Эти взгляды, хотя ныне они и могут показаться банальными, в свое время вызвали великое смятение и в значительной мере благодаря усилиям св. Августина были объявлены еретическими. Однако они имели большой временный успех. Августину пришлось послать письмо патриарху Иерусалимскому, чтобы предупредить его против коварного ересиарха, взгляды которого были приняты многими восточными богословами, поддавшимися его убеждениям. Даже после осуждения Пелагия находились люди (их называли полупелагианами), которые защищали его учение в более смягченной форме. И много воды утекло, прежде чем более чистое учение святого одержало полную победу, особенно во Франции, где полупелагианская ересь была окончательно осуждена на соборе в Оранже в 529 году.

Св. Августин учил, что до грехопадения Адам обладал свободной волей и мог бы воздержаться от греха. Но когда он и Ева вкусили яблока, в них вошла порча, передавшаяся всем их потомкам, никто из которых не может своими собственными силами воздержаться от греха. Только Божья благодать даст людям возможность держаться стези добродетели. Так как все мы наследуем грех Адама, то все мы заслуживаем вечного проклятия. Все умирающие некрещеными, даже младенцы, попадут в ад, и будут терпеть нескончаемые муки. Мы не вправе роптать на это, ибо все мы злы. (В "Исповеди" святой перечисляет те преступления, в которых он был повинен еще будучи в колыбели.) Однако благодаря свободной благодати Бога отдельные люди из числа тех, что были крещены, избраны попасть на небо; они избранники. Они попадают на небо не потому, что они добры; все мы совершенно погрязли в пороке и можем быть праведными лишь в той мере, в какой это позволяет нам Божья благодать, которой одаряются одни лишь избранники. Объяснить, почему одни спасены, а остальные прокляты – невозможно; этим человечество обязано немотивированному решению Бога. Проклятие доказывает Божье правосудие; спасение – его милосердие. В обоих случаях равным образом раскрывается его благодать. (3, с. 198).

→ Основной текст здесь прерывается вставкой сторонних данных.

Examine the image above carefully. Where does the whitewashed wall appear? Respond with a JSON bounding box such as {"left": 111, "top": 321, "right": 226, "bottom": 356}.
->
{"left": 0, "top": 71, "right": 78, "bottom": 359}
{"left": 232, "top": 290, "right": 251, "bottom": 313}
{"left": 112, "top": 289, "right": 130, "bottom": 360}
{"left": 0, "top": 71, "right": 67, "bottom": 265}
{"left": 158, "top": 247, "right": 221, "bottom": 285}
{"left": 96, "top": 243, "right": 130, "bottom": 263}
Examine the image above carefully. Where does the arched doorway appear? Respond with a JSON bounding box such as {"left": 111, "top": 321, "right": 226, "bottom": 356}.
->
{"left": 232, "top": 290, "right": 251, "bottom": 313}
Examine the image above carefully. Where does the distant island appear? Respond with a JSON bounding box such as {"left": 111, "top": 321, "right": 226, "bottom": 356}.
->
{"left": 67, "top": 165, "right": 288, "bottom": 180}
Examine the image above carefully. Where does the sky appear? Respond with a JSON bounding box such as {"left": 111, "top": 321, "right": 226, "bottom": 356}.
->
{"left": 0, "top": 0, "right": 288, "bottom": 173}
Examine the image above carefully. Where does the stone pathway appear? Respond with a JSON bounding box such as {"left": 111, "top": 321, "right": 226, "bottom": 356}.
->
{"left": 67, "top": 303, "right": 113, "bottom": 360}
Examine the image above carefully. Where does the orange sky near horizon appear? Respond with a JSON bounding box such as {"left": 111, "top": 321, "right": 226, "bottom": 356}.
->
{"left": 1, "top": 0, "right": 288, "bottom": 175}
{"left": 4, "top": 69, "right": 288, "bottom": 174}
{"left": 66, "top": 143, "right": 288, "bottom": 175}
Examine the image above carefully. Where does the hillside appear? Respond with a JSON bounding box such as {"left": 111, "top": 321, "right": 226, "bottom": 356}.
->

Августин уделял такое большое внимание благодати, что его часто называют «доктором благодати». «Благодать» является незаслуженным даром Божиим, посредством которого Он добровольно разрушает оковы греха, сковавшие человечество. Искупление возможно лишь как Божественный дар. Сами мы не можем его достичь, это должно быть сделано за нас. Таким образом, Августин подчеркивает, что средство к спасению находится вне человечества, в Самом Боге. Бог, а не человек, кладет начало процессу спасения.

С точки зрения Пелагия дело обстояло не так. Он учил, что средства к спасению находятся внутри человечества. Отдельные человеческие существа способны спасти себя сами. Они не захвачены грехом в ловушку, но в состоянии сделать все необходимое для своего освобождения. Спасение заслуживается добрыми делами, которые накладывают на Бога определенные обязанности по отношению к человечеству. Пелагий понимает идею благодати, в виде требований, выдвигаемых перед человечеством, например, Десяти Заповедей. Другими словами, пелагианство можно свести к «спасению по заслугам», а то, чему учил Августин, к «спасению по благодати».

Для Августина человеческая природа слаба, падша и бессильна; для Пелагия она автономна и самостоятельна. Для Августина спасение зависело от Бога; для Пелагия Бог лишь указывает, что нужно сделать для достижения спасения, и оставляет людей одних. Для Августина спасение было незаслуженным даром; для Пелагия — честно заслуженной наградой.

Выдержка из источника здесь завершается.